# Over the Air Antenna



## Tigercga (Mar 26, 2006)

Who is using over the air high definition antenna for your TV here? Is it good? Who installed the antenna for you?

I am thinking switching over from Bell satellite TV to over the air antenna.


----------



## Guest (Jul 13, 2010)

Tigercga said:


> Who is using over the air high definition antenna for your TV here? Is it good? Who installed the antenna for you?
> 
> I am thinking switching over from Bell satellite TV to over the air antenna.


There are many good antennas around for reasonable prices (~$100). I'm thinking of adding one to my satellite set up for the rare times the satellite is knocked out in storms. I honestly don't really mind what it costs for the HD through Bell TV. I rarely watch the broadcast channels and prefer the Boston/Seattle US channels to the Buffalo selections when I do. I would miss Oasis and Equator, the HD movie channels and the digital HD channels. I have a nice TV and I want the better quality I get with the digital signal.... I love my dual tuner PVR as well. I didn't spend my money on a good TV for a mediocre selection.

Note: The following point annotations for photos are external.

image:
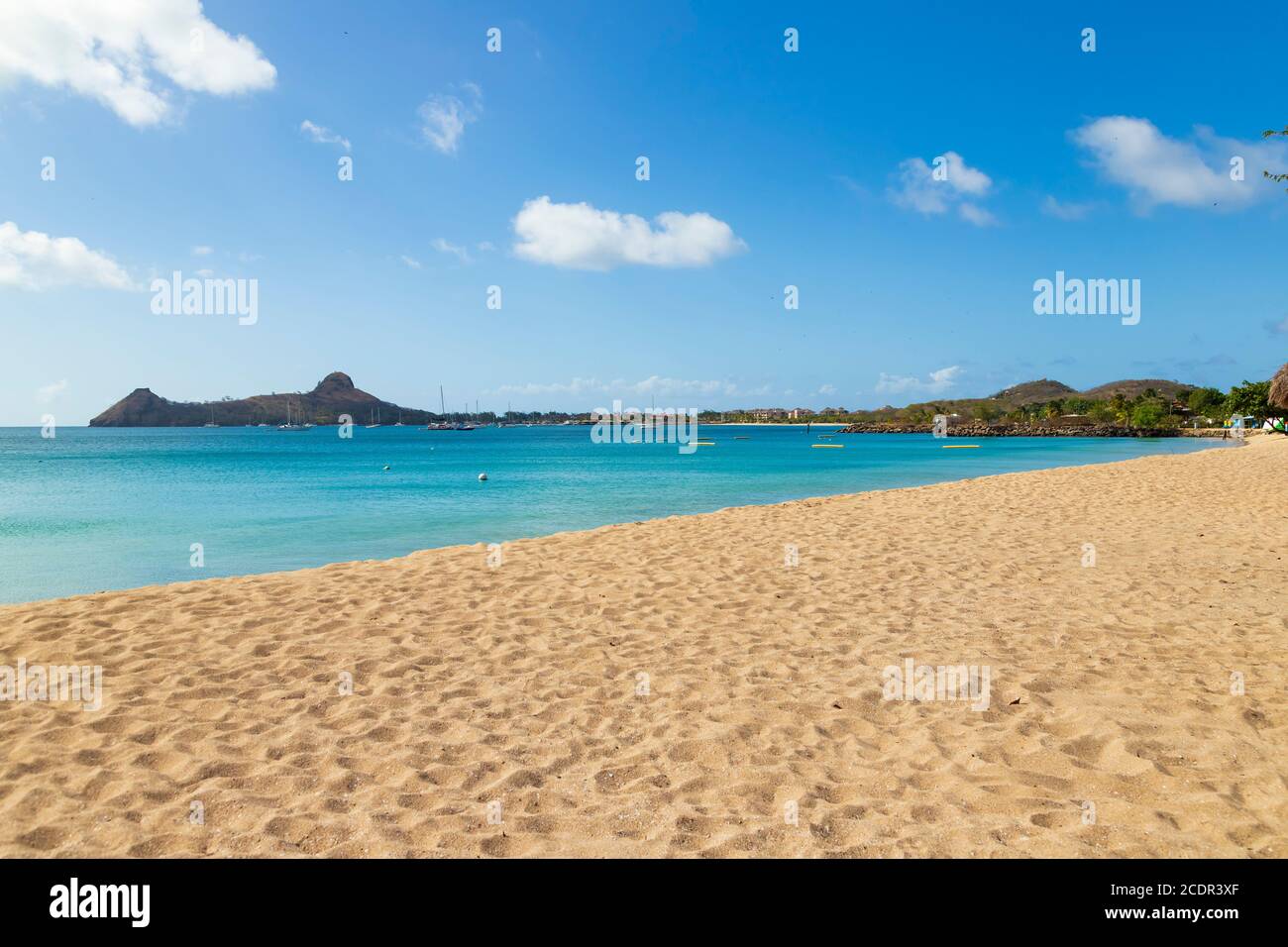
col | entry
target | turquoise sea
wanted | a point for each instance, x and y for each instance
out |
(94, 509)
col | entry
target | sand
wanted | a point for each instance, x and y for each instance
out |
(1111, 731)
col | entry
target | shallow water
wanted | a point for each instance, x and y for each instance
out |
(97, 509)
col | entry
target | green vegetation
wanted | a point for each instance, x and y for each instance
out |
(1142, 406)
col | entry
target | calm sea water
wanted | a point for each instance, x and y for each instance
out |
(99, 509)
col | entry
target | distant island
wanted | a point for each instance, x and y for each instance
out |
(1112, 410)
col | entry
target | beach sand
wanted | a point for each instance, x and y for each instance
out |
(519, 684)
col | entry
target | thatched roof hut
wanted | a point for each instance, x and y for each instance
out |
(1279, 386)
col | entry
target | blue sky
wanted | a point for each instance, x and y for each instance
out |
(767, 169)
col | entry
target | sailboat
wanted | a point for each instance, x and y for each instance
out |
(288, 425)
(445, 424)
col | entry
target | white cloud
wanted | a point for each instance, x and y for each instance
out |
(917, 188)
(584, 237)
(1064, 210)
(445, 116)
(128, 54)
(1159, 170)
(323, 136)
(938, 382)
(445, 248)
(975, 214)
(47, 393)
(34, 261)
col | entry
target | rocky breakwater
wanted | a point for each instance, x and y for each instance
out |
(1008, 429)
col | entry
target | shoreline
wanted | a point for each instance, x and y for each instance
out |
(671, 686)
(477, 544)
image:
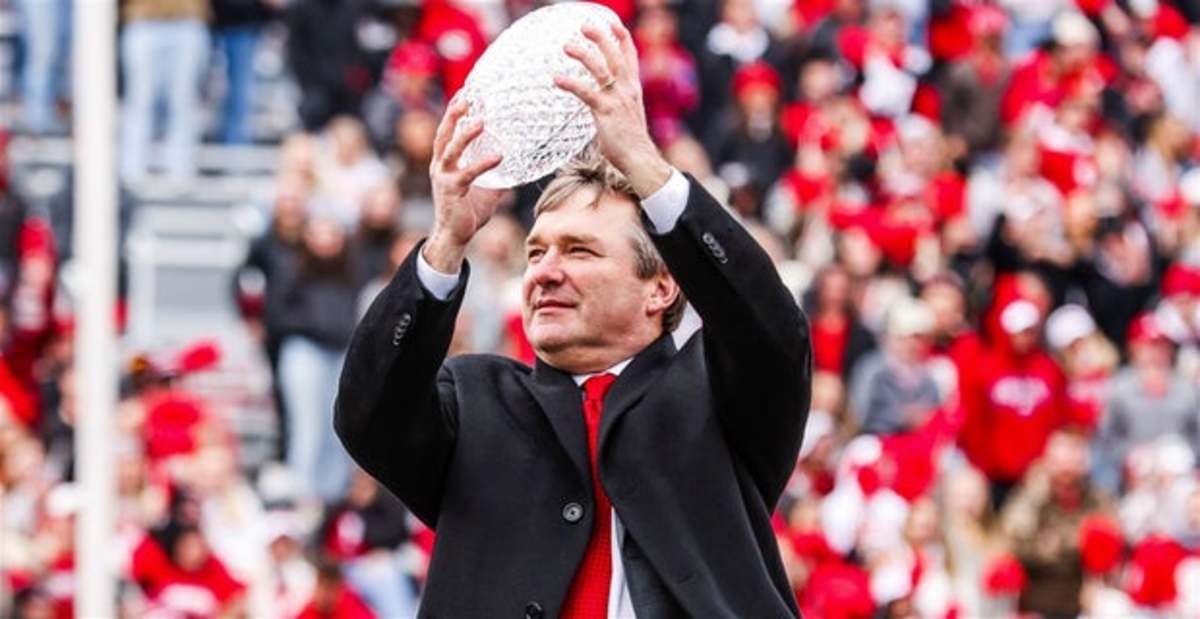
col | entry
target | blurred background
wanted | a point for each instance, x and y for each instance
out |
(990, 211)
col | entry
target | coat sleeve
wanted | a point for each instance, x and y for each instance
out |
(396, 412)
(755, 337)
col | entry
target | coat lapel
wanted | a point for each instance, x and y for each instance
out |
(562, 402)
(633, 383)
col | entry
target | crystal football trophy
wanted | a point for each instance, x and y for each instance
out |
(535, 125)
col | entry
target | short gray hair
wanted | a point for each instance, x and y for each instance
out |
(593, 172)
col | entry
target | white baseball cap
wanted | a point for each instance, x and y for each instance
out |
(1068, 324)
(1019, 316)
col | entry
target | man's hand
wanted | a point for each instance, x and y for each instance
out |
(460, 209)
(617, 106)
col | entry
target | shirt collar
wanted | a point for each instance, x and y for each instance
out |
(615, 371)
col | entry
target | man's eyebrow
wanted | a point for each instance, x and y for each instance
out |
(583, 239)
(568, 239)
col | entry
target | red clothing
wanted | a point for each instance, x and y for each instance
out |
(670, 90)
(1067, 163)
(456, 35)
(808, 13)
(1037, 80)
(838, 590)
(1151, 576)
(588, 595)
(1012, 407)
(199, 593)
(829, 344)
(171, 421)
(17, 397)
(346, 606)
(949, 34)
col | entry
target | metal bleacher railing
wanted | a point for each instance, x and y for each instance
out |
(181, 244)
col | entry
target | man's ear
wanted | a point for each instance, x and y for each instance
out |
(664, 293)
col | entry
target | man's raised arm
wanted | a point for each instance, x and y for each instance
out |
(755, 336)
(396, 413)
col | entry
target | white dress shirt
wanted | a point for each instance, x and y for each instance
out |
(663, 208)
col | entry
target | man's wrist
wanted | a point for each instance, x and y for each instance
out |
(442, 254)
(646, 170)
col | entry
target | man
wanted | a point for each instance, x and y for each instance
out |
(516, 468)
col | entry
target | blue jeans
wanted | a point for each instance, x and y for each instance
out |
(46, 32)
(238, 43)
(309, 374)
(162, 58)
(381, 578)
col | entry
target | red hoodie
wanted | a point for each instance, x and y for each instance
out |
(1013, 404)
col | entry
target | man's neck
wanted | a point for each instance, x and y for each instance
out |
(615, 371)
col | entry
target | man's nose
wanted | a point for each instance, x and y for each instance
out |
(549, 270)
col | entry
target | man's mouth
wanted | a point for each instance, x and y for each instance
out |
(551, 304)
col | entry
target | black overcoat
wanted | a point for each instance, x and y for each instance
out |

It really depends upon what you like to watch and your priorities for your entertainment dollar.


----------



## arc (Mar 11, 2010)

For $50 you can get this 
http://www.tigerdirect.ca/applications/SearchTools/item-details.asp?EdpNo=4481551&CatId=2767

If you like DIY you can make one for around $10 or less. Made one for a friend and it gets about 20 channels, 6-7 full HD ones including a few U.S. ones. A quick search will give you the details for a DIY, the most important thing you will need is a UHF/VHF transformer from the Source(4.99) or other place.

Cheers


----------